Yep: China is racing towards environmental protection and green technology at breakneck speed. Provisions for environmental protection and renewable energy in China's stimulus package bested much of the rest of the world, a few reports have said. The past year saw the shutting of thousands of the country's smallest and dirtiest coal plants. To reach its stunning "20 percent renewable energy by 2020" goal -- and many expect it to -- the country wants to be the world leader in electric hybrid cars, is said to be ready to get all its power from wind by 2020, and is already on track to be the largest wind power manufacturer by the end of the year. Even amidst fears that it's being protectionist, Arizona-based First Solar is building the world's largest solar array in China.
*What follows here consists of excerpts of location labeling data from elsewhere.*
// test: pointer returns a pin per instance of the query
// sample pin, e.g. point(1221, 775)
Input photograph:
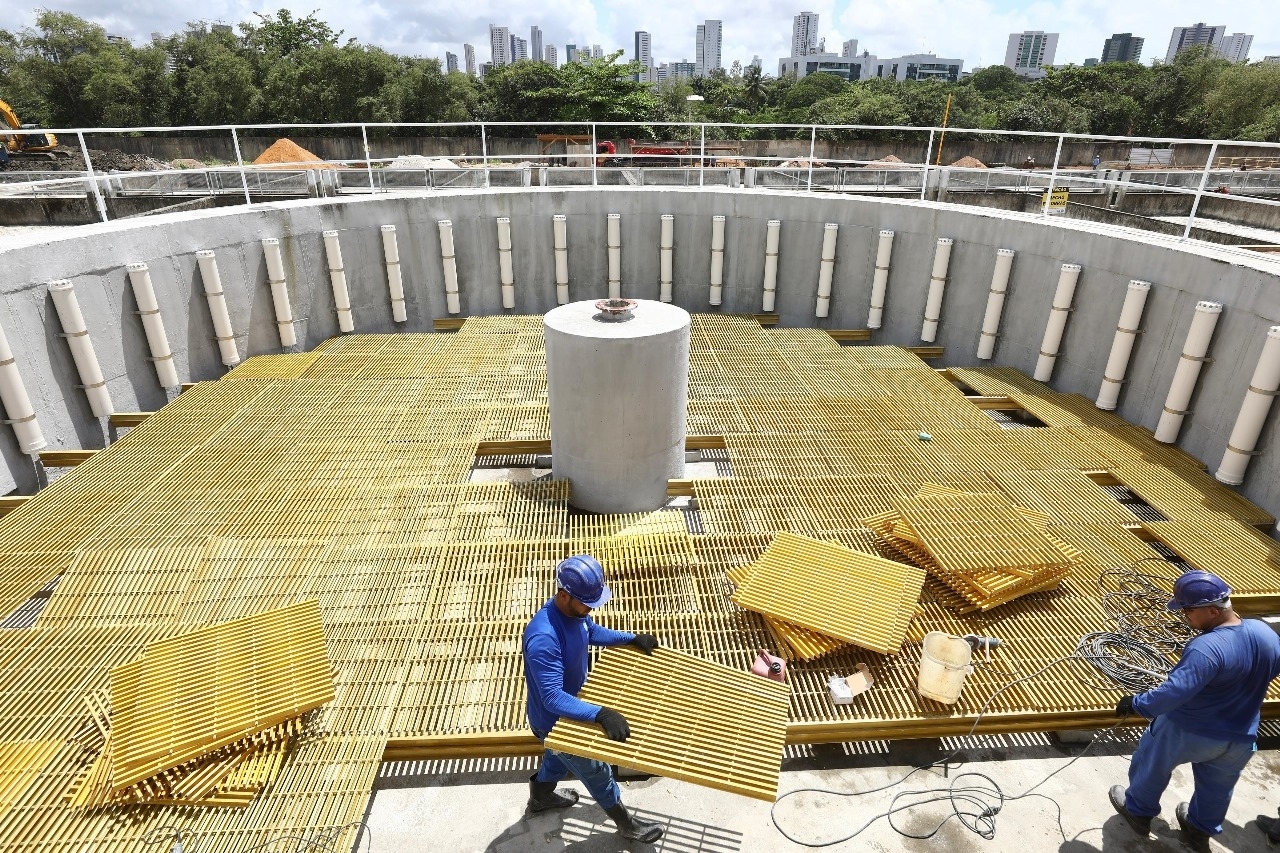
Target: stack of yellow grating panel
point(690, 719)
point(205, 717)
point(983, 547)
point(832, 592)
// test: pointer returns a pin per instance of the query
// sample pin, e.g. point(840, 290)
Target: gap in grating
point(30, 610)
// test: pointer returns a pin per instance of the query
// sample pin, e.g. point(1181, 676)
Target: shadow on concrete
point(585, 829)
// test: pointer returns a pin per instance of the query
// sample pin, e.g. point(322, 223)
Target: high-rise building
point(499, 46)
point(1196, 36)
point(707, 54)
point(1029, 51)
point(1121, 48)
point(535, 42)
point(644, 55)
point(1235, 48)
point(804, 33)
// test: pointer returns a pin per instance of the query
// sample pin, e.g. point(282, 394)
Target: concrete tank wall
point(94, 259)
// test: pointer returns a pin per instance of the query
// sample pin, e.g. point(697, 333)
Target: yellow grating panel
point(282, 366)
point(677, 707)
point(831, 589)
point(199, 692)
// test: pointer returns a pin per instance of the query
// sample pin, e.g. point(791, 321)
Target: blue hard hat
point(1198, 588)
point(583, 578)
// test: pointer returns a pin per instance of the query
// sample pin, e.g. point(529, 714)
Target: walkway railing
point(812, 158)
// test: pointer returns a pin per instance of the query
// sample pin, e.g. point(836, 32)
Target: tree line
point(64, 72)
And then there's the view on the ground.
China's Development Still Soot-Stained
China's "green stimulus" has been greatly exaggerated, and the economic and social strain of the recession has put more pressure on local governments to cut corners -- that is, keep polluting factories going.
Of course, those factories still rely heavily on coal, which last year cost the country $13 billion in health and clean-up costs, and which is on track to soon make up 70 percent of the country's energy portfolio. Water quality is likely deteriorating, mortality from cancers linked with pollution is rising (says the Ministry of Health), toxic "e-waste" imports continue, and much renewable energy isn't adequately connected to the grid (reports Forbes). Meanwhile, the legal structure needed to enforce environmental protection laws remains weak, despite some of Beijing's best efforts.
Friends have told me unanimously that this has been a terrible year for air pollution in Beijing. Cars are still hitting the streets of the city at the rate of over 1,000 a day. As Christina Larson wrote at Yale Environment 360, "Being in the capital, one can't help but feel a little quizzical glancing at recent headlines from newspapers in Washington, New York, and London announcing China's green-tech revolution. (This is what an eco-friendly revolution feels like?)"
And as always, amidst a continuing environment of information control, the statistics we rely on to measure China's greening still come mainly from the not-so-trustworthy government itself.
Friedman acknowledges the darker reality, but only in one sentence at the bottom of his otherwise breathless op-ed: "China will continue to grow with cheap, dirty coal, to arrest over-eager environmentalists and to strip African forests for wood and minerals."
Friedman's Not Completely Wrong But He's Not Right
On the other counts, he's not wrong: China's embarking on a path toward clean power deployment and innovation. But his and others' new-found sanguine insistence that China is going green needs to be taken with a heavy grain of MSG. That idea risks taking certain crucial pressure off China when it comes to environmental improvements. And the notion that China is some kind of Sputnik for the U.S. -- with all the fearful symbolism that implies -- comes with a host of other problems, which I'll write about soon.
The truth about the environment, as with everything in China, is somewhere in the middle. China's greener than you think -- and not as green too. Friedman may not be exercising subtlety, but for the benefit of China, the U.S. and the world's climate, the rest of us need to be.